International tourism is on track to return to pre-pandemic levels in 2024, according to the United Nations World Tourism Organization's World Tourism Barometer.
International tourism ended 2023 at 88 per cent of pre-pandemic levels, with an estimated 1.3 billion international arrivals, the agency says.
The remaining pent-up demand, increased air connectivity, and a stronger recovery of Asian markets and destinations, are expected to underpin a full recovery by the end of 2024.
Middle East, Europe & Africa performed strongest in 2023
The UNWTO World Tourism Barometer provided an overview of the sector's performance in 2023, tracking recovery by global region, sub-region and destination.
Key takeaways include:
The Middle East led recovery in relative terms as the only region to overcome pre-pandemic levels with arrivals 22 per cent above 2019.
Europe, the world's most visited region, reached 94 per cent of 2019 levels, supported by intra-regional demand and travel from the United States.
Africa recovered 96 per cent of pre-pandemic visitors and Americas reached 90 per cent.
Asia and the Pacific reached 65 per cent of pre-pandemic levels following the reopening of several markets and destinations. However, performance is mixed, with South Asia already recovering 87 per cent of 2019 levels and North-East Asia around 55 per cent.
International Tourist Arrivals (% change over 2019)
Several destinations reported double-digit growth in international arrivals in 2023 when compared to 2019.
Four sub-regions exceeded their 2019 arrival levels: Southern Mediterranean Europe, Caribbean, Central America and North Africa.
"The latest UNWTO data underscores tourism's resilience and rapid recovery, with pre-pandemic numbers expected by the end of 2024. The rebound is already having a significant impact on economies, jobs, growth and opportunities for communities everywhere. These numbers also recall the critical task of progressing sustainability and inclusion in tourism development,” said UNWTO Secretary-General Zurab Pololikashvili.
International tourism hit US$1.4 trillion in 2023
The latest UNWTO data also highlights the economic impact of recovery.
International tourism receipts reached USD 1.4 trillion in 2023 according to preliminary estimates, about 93 per cent of the USD 1.5 trillion earned by destinations in 2019.
Total export revenues from tourism (including passenger transport) are estimated at USD 1.6 trillion in 2023, almost 95 per cent of the USD 1.7 trillion recorded in 2019.
According to the UNWTO Tourism Recovery Tracker, both international air capacity and passenger demand recovered about 90 per cent of pre-pandemic levels through October 2023 (IATA).
On international tourism, initial estimates point to two per cent growth above 2019 levels.
This forecast by UNWTO remains subject to the pace of recovery in Asia and to the evolution of existing economic and geopolitical downside risks.
The positive outlook is reflected in the latest UNWTO Tourism Confidence Index survey, with 67 per cent of tourism professionals indicating better or much better prospects for 2024 compared to 2023.
Some 28 per cent expect similar performance, while only six per cent expect tourism performance in 2024 to be worse than last year.
There is still significant room for recovery across Asia, the UNWTO says.
Chinese outbound and inbound tourism is expected to accelerate in 2024, due to visa facilitation and improved air capacity.

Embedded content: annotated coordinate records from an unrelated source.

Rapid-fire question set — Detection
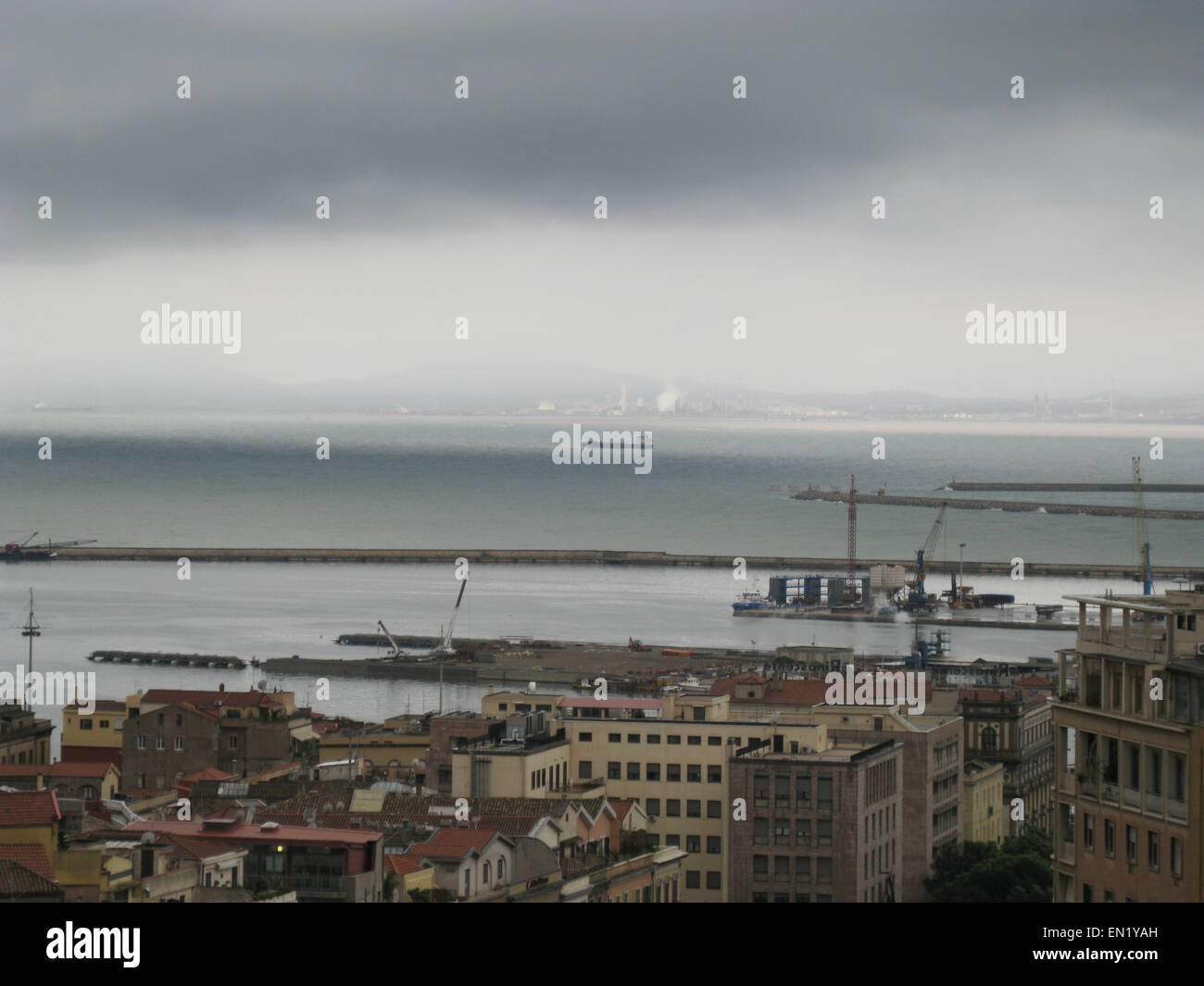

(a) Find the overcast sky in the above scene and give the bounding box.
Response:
[0,0,1204,396]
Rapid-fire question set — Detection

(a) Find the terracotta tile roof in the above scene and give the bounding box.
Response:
[159,832,242,859]
[0,842,57,883]
[0,859,63,897]
[384,854,429,877]
[410,829,506,859]
[63,698,125,715]
[0,763,51,778]
[608,798,635,823]
[45,760,112,778]
[0,791,63,829]
[139,689,282,708]
[1015,674,1054,689]
[124,820,384,846]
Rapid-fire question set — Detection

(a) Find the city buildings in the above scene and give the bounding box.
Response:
[1054,585,1204,903]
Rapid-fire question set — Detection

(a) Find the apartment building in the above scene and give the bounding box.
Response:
[1054,585,1204,903]
[962,760,1008,845]
[0,705,55,765]
[61,698,125,769]
[722,727,903,905]
[121,686,294,791]
[804,705,964,902]
[958,688,1054,835]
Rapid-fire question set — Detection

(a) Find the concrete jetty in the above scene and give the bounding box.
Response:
[44,543,1200,581]
[791,488,1204,520]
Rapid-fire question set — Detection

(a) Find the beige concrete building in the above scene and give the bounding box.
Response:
[962,760,1008,845]
[1054,585,1204,903]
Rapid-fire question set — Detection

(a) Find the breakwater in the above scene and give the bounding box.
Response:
[946,480,1204,493]
[791,489,1204,520]
[51,543,1204,579]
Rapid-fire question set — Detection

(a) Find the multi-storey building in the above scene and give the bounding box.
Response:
[121,688,293,791]
[61,698,125,769]
[727,726,903,903]
[962,760,1008,845]
[0,705,55,763]
[959,689,1054,835]
[1054,585,1204,903]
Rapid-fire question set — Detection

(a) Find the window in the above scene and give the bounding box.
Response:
[815,774,832,811]
[795,774,811,809]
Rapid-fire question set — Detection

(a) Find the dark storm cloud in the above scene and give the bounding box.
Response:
[0,3,1204,254]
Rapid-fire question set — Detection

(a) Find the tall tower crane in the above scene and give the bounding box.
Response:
[907,505,947,609]
[1133,456,1153,596]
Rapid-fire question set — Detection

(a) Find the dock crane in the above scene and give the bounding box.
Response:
[903,505,947,610]
[377,620,401,657]
[1133,456,1153,596]
[431,578,469,658]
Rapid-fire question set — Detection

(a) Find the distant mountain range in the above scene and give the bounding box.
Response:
[0,350,1200,417]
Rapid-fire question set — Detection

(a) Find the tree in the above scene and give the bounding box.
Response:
[923,829,1054,905]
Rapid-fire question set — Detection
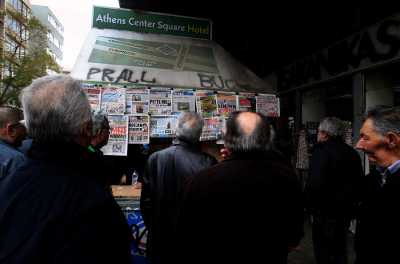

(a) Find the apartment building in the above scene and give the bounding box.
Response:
[32,5,64,65]
[0,0,31,78]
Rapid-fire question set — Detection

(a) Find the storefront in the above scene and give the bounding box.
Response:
[267,15,400,176]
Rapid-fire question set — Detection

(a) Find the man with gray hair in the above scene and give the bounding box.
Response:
[0,75,130,264]
[176,112,303,264]
[0,106,26,181]
[355,106,400,264]
[140,112,216,264]
[305,117,363,264]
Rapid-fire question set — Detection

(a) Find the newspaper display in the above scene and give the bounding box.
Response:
[238,93,256,112]
[256,94,280,117]
[217,92,237,118]
[101,115,128,156]
[83,87,101,111]
[128,115,150,144]
[150,115,178,138]
[125,88,149,114]
[196,91,218,118]
[200,117,224,141]
[172,89,196,112]
[101,87,125,115]
[149,87,172,115]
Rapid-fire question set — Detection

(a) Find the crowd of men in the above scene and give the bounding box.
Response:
[0,75,400,264]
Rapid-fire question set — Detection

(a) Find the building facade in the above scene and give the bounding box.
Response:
[0,0,31,79]
[32,5,64,65]
[268,14,400,173]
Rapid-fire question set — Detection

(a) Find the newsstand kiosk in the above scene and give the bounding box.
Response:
[71,6,279,263]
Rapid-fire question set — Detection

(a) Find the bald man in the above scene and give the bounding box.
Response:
[176,112,303,264]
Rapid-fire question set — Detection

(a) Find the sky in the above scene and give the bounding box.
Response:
[30,0,119,70]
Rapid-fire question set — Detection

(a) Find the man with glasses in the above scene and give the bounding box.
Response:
[0,106,26,180]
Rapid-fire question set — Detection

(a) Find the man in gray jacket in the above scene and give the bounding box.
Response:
[140,112,217,264]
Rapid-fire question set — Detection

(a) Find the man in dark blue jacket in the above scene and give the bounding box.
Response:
[140,112,216,264]
[0,75,130,264]
[0,106,26,181]
[355,106,400,264]
[177,112,304,264]
[305,117,363,264]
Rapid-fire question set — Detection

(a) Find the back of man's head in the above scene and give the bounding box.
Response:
[224,112,271,153]
[176,112,204,143]
[318,117,345,139]
[21,75,91,142]
[0,106,24,128]
[365,105,400,136]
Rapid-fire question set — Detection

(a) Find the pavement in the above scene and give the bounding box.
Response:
[288,217,355,264]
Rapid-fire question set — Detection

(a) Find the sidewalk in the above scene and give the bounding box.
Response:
[288,217,355,264]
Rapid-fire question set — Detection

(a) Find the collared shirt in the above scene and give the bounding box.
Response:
[381,160,400,186]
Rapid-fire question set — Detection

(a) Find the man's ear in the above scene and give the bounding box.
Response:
[385,132,400,149]
[6,123,17,138]
[82,120,93,138]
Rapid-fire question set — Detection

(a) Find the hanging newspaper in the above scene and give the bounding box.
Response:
[149,87,172,115]
[196,91,218,118]
[172,89,196,112]
[200,117,224,141]
[128,115,150,144]
[101,87,125,115]
[256,94,280,117]
[238,93,256,112]
[217,92,237,118]
[82,87,101,111]
[150,115,178,138]
[101,115,128,156]
[126,88,149,114]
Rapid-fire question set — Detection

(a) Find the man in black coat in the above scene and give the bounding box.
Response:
[355,107,400,264]
[175,112,303,264]
[0,75,131,264]
[305,117,363,264]
[140,112,216,264]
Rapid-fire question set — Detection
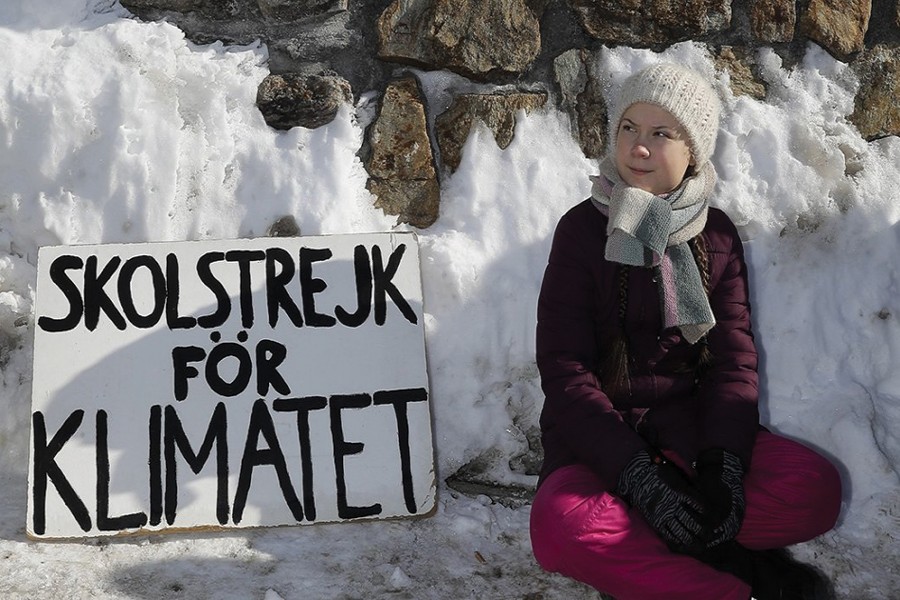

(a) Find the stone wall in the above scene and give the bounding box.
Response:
[121,0,900,502]
[121,0,900,228]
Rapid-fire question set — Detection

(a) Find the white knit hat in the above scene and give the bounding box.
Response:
[609,63,721,168]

China is applying visa-free travel for citizens of France, Germany, Italy, the Netherlands, Spain and Malaysia for a year to Nov. 30, 2024.
Europe is expected to drive results again in 2024. In March, Romania and Bulgaria will join the Schengen area of free movement, and Paris will host the Summer Olympics in July and August.
Strong travel from the United States, backed by a strong US dollar, will continue to benefit destinations in the Americas and beyond, the UNWTO says.
As in 2023, robust source markets in Europe, the Americas and the Middle East, will continue to fuel tourism flows and spending around the world.
Economic and geopolitical headwinds, meanwhile, continue to pose significant challenges to the sustained recovery of international tourism and confidence levels.
Persisting inflation, high interest rates, volatile oil prices and disruptions to trade can continue to impact transport and accommodations costs in 2024, the UNWTO says.
Against this backdrop, tourists are expected to increasingly seek value for money and travel closer to home, the agency says.
Sustainable practices and adaptability will also play an increasing role in consumer choice.
Staff shortages remain a critical issue, as tourism businesses face a shortfall in labor to cope with high demand.
The evolution of the Hamas-Israel conflict may also disrupt travel in the Middle East and impact traveler confidence.
Uncertainty derived from the Russian aggression against Ukraine as well as other mounting geopolitical tensions, continue to weigh on confidence.